Figure 6. — 12-week-old female FtH^PT−/− or FtH^PT−/+ mice, were pre-sensitized with CFA (100ug), and four days later were injected i.v., with 100 uL normal sheep serum (NSS) or nephrotoxic sheep serum (NTS). Kidneys were analyzed 14 days later. Hematoxylin and Eosin (H&E) staining revealed inflammatory infiltrates in both the groups (A-B). However, compared to nephrotoxic serum injected FtH^PT+/+ mice (litter mate controls), FtH^PT−/− mice had more tubular epithelial cell necrosis (dark pink fragmented cytoplasm with no nuclei) and denudation of the basement membrane (white arrows). Tubular casts, dilatation, luminal debris were also obvious in the FtH^PT−/− (B) Arrow denotes end of the section. Scale bar = 100 uM. Normal sheep serum immunization did not elicit changes in ACSL4 and GPX4 in both FtH^PT+/+ and FtH^PT−/− mice (C-D). ACSL4 was upregulated comparably in nephrotoxic serum injected FtH^PT+/+ and FtH^PT−/− mice (C-D). However, GPX4 expression was lowest in the nephrotoxic serum injected FtH^PT−/−. The observed renal pathology and exacerbated ferroptosis was supported by increased expression of proximal tubular injury markers *Ngal* (E) and *Kim1* (F) in FtH^PT−/− mice.

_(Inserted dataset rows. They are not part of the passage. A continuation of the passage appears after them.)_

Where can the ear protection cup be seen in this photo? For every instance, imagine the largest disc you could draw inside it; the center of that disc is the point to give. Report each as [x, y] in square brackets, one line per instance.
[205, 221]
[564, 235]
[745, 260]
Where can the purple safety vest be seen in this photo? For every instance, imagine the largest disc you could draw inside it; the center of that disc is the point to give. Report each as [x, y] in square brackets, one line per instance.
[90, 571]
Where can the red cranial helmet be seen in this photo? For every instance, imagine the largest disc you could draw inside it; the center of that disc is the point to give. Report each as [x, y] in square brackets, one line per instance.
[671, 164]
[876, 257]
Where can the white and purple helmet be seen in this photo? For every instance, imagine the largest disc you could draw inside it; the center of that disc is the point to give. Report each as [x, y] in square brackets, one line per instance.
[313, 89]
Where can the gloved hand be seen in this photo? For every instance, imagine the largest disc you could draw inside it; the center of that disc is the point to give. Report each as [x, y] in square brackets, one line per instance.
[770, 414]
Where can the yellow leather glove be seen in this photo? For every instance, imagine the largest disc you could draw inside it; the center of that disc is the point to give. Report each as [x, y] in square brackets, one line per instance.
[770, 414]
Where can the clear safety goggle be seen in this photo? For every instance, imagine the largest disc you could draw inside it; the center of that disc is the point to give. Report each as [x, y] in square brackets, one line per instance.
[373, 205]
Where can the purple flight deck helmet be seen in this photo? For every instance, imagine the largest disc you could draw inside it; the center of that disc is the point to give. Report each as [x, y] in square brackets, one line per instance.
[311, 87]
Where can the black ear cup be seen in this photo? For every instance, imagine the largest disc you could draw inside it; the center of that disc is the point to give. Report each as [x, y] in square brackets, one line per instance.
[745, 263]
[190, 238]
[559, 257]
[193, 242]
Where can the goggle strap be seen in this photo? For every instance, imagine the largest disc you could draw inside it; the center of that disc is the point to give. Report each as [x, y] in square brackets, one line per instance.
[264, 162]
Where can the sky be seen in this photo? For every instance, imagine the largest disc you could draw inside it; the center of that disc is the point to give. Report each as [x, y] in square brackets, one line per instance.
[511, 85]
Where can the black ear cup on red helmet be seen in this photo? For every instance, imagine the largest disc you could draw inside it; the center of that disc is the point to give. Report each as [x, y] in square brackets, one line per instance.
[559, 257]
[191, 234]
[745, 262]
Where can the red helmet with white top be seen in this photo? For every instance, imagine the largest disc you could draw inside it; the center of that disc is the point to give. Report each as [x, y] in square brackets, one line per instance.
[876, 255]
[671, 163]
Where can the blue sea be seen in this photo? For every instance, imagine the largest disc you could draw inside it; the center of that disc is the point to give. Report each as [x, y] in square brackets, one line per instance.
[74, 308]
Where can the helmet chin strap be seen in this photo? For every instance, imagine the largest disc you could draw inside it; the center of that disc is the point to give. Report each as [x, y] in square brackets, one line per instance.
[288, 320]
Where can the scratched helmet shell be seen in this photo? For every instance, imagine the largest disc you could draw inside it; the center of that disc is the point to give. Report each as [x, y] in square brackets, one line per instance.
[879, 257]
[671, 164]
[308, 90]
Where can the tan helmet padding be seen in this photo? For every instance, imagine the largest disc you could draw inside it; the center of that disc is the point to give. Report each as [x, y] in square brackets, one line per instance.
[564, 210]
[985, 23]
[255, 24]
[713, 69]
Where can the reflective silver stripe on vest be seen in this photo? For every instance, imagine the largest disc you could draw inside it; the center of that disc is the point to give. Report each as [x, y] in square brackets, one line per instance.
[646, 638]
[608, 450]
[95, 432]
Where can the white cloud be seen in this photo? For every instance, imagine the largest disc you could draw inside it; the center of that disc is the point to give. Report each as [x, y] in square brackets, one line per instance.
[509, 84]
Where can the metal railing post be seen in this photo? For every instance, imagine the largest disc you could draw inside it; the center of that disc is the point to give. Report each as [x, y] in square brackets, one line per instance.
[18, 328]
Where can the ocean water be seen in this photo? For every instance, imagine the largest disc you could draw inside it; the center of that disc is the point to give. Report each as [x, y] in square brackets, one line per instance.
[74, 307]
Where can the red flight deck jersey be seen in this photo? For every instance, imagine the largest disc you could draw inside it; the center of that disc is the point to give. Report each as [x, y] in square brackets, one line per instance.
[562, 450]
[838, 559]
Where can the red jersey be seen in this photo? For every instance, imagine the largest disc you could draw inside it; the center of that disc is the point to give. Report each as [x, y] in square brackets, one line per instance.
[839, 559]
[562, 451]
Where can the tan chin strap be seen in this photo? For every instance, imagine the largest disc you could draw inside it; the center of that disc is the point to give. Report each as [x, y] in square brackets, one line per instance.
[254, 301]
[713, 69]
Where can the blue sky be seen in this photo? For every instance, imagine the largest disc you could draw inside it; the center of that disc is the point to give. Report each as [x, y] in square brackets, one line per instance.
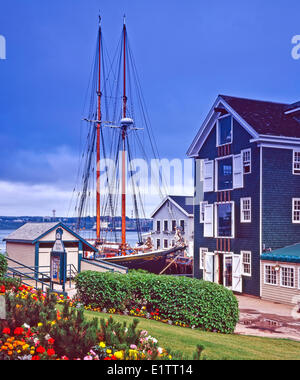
[187, 52]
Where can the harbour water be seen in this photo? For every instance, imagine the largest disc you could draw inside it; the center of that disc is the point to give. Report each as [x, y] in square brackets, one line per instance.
[132, 237]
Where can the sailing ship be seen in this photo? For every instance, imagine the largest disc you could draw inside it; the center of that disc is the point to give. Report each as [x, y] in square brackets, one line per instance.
[112, 129]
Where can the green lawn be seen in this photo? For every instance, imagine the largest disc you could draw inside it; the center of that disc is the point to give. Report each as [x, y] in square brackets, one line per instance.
[217, 346]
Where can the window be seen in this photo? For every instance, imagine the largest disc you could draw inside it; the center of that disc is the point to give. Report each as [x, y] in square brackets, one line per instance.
[245, 210]
[181, 223]
[224, 219]
[247, 161]
[246, 263]
[202, 252]
[158, 226]
[166, 225]
[157, 243]
[202, 209]
[174, 225]
[225, 173]
[224, 130]
[270, 275]
[296, 162]
[296, 210]
[287, 277]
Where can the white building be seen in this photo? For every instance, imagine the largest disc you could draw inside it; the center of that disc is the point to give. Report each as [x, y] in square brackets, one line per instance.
[174, 211]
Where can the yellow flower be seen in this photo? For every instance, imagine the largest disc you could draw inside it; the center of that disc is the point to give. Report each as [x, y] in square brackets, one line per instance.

Figure 7. — 2X10⁵ HK-2 cells (human proximal renal tubular cells) were treated with scramble siRNA or siRNA to H-ferritin which resulted in ~ 83% knockdown of H-ferritin gene (*FtH1*) (A). The ferritin light chain (*FtL*) was not affected (B). Following knockdown (83% after 52 h), cells were treated with vehicle, Ferrous sulphate (200 μg/mL), or human albumin (20 mg/mL) and the supernatants were analyzed for LDH levels after 12 h. Vehicle and Fe treated medium had comparable level of LDH in scramble or *FtH1* knock down (*FtH1* KD) groups (C). Albumin significantly but comparable induced cell death in both groups. However, concomitant treatment with Fe and albumin significantly increased in cell death in FtH1 KD HK-2 cells (C). The involvement of ferroptosis in these conditions was evaluated by measuring the protein expression of ACSL4 and GPX4. Addition of iron did not induce ferroptosis in *FtH1* sufficient or knockdown cells (D). Albumin comparably reduced the expression of GPX4 (E) in scramble and *FtH1* KD cells, but increased the expression of ACSL4, which tended to be higher in the *FtH1* knockdown cells (F-H). Concomitant addition of Fe and albumin significantly increased ACSL4 expression in FtH1 sufficient cells, which was further elevated by FtH1 deficiency (G-H). Data was analyzed using 1-way and 2-way ANOVA with Holm-Šídák’s multiple comparisons test and represented as mean ± SEM. **P < 0.001, ***P < 0.0001.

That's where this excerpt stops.